Clark gülümsedi ve Nella'ya döndü. “Hala savaşabilirim. İzin verilmediği için yerime geçecek kişiyi bulmamız pek mümkün değil…”
Clark'ın söyledikleri kuralda belirtiliyordu. Diğer tarafta da aynı durumu tekrarlamak gerekirse, hiçbir takım yedek oyuncu getiremezdi çünkü karşı taraftan biri ağır şekilde sakatlanırsa bu takım için büyük bir yük haline gelirdi.
Onu kurtarmak bir öncelikti ama onu kurtarmak için ondan fazla kişinin feda edilmesinin gerektiği bir zaman vardı. Bu durumda ekibin zor bir karar vermesi gerekiyordu.
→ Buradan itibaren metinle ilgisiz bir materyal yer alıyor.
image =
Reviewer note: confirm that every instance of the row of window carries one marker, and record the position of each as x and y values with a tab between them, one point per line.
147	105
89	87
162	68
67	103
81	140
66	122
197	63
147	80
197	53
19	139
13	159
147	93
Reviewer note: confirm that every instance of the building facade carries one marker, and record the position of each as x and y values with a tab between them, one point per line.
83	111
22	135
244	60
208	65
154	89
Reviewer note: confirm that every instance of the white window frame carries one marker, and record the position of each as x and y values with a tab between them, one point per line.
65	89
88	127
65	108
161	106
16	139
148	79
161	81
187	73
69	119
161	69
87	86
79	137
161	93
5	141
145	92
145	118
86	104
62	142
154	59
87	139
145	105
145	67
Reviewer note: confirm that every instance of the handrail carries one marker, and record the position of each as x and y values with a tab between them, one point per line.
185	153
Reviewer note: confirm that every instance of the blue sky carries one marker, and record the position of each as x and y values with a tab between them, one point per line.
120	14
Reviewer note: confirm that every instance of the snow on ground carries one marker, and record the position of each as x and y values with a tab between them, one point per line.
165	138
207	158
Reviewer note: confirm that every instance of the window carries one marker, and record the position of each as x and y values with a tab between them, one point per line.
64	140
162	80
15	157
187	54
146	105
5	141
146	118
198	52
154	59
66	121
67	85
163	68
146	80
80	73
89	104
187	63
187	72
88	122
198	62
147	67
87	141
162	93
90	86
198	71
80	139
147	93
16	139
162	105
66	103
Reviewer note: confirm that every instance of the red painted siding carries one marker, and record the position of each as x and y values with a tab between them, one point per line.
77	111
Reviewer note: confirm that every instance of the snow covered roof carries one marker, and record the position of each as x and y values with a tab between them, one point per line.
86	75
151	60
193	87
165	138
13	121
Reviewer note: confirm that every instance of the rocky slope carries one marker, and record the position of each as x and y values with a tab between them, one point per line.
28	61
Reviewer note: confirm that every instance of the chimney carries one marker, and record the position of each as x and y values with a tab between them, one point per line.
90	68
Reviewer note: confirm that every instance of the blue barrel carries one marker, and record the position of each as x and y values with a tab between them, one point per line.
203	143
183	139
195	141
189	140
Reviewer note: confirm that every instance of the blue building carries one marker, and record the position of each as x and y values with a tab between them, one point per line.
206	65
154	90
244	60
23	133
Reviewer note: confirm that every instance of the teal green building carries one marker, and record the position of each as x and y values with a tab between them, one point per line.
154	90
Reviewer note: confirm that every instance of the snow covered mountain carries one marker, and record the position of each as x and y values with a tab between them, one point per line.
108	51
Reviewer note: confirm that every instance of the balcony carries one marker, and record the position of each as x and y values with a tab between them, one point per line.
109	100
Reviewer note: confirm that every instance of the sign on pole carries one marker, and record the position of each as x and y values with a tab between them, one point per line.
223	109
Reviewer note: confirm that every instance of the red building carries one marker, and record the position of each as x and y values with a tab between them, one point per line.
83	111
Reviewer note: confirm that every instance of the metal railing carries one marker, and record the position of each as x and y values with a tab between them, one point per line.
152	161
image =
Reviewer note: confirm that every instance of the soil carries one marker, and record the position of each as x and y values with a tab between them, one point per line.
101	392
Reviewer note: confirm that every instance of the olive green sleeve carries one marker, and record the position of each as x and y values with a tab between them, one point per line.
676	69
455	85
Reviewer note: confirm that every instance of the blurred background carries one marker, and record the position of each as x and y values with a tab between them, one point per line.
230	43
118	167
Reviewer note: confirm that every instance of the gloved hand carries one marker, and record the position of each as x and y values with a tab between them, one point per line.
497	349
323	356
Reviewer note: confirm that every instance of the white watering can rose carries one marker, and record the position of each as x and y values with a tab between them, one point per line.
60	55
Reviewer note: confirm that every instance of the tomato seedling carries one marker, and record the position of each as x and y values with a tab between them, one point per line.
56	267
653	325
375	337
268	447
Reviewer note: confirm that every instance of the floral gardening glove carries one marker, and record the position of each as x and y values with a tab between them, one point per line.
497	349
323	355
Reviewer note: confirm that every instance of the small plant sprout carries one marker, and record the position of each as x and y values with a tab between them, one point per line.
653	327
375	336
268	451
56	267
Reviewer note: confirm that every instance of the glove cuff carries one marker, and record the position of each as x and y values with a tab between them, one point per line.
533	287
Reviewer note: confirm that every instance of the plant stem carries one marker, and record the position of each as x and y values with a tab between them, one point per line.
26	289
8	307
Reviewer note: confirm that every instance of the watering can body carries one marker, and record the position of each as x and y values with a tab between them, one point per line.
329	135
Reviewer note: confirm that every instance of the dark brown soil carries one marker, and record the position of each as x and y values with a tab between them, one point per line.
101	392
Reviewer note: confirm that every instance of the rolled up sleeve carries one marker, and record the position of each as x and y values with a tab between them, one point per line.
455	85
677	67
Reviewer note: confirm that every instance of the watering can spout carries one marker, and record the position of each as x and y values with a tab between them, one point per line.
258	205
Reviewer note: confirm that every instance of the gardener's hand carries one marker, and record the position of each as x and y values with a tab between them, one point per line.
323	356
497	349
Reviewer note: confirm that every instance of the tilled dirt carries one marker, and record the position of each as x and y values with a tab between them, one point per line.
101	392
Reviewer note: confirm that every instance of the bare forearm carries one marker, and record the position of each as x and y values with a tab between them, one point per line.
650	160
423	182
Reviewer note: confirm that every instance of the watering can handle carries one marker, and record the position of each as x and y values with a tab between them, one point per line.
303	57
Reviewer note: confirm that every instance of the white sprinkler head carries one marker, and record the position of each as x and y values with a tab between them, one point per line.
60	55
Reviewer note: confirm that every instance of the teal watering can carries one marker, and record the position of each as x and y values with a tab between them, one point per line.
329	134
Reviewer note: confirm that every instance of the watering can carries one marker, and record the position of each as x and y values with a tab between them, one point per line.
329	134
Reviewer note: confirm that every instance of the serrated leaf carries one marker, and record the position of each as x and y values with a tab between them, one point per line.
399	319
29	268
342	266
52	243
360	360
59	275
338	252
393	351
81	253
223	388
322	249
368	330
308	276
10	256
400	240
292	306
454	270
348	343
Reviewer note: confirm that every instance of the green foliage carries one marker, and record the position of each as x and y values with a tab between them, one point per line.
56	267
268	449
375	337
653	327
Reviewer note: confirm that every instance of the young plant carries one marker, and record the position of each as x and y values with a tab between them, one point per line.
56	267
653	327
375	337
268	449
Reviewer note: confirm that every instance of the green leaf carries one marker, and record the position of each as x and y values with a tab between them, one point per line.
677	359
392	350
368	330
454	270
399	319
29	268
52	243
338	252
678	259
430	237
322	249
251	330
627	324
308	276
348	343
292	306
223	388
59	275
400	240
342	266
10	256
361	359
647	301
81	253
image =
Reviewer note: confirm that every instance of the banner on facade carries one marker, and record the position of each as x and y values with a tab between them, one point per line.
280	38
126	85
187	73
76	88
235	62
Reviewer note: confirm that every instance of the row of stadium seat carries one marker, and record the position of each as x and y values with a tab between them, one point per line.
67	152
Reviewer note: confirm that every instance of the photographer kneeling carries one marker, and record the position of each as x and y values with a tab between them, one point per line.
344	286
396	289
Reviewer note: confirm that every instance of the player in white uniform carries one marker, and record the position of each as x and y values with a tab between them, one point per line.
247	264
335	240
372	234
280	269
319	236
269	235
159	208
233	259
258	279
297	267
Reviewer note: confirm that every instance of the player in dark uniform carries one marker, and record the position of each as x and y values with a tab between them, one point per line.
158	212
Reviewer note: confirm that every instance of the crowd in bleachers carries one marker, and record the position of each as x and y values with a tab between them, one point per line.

ve bunu başarması gereken kişi de Nella'ydı… Nella bir anlığına gözlerini kapattı ve başını salladı. “Lütfen onu tedavi etmeye devam edin. Dövüşmenize izin vereceğim ama benim anlaşmama uymanız gerekiyor. Hepinizi sağ salim geri getirmem gerekiyor, bu yüzden vücudunuzda geleceğinizi etkileyebilecek onarılamaz bir hasara izin vermeyeceğim. ”
Clark gülümsedi ve başını salladı. “Anladım. Anlaşmanıza uyacağım.”
“Umarım onunla ilgilenebilirsin.” Nella ciddi bir ifadeyle orta yaşlı adama döndü.
“Evet. Elimden geleni yapacağım.”
“Clark…” Zara hâlâ bu yarışmanın sonucundan pişmanlık duyuyordu. ve Theo'nun takımıyla bu tür bir durumla savaşmak zorunda olmaları durumu daha da kötüleştirdi.
Nella aniden eğildi ve yumruğunu yavaşça Clark'ın göğsüne vurdu. “Sözlerle aram pek iyi değil ama sana bir şey söylemem gerekiyor. Eğer yine de takıma katkıda bulunmak istiyorsan iyileşmekten başka bir şey düşünmemelisin. Bu, tüm gücünle savaşamayacağın anlamına gelse bile.” , benim için gücünün yüzde yetmiş biri, yüzde yetmişinden daha iyi. Anladın mı?”
Clark kıkırdadı ve gülümseyerek konuştu. “Anladım Kaptan. Her şeyi iyileşme sürecime koyacağım.”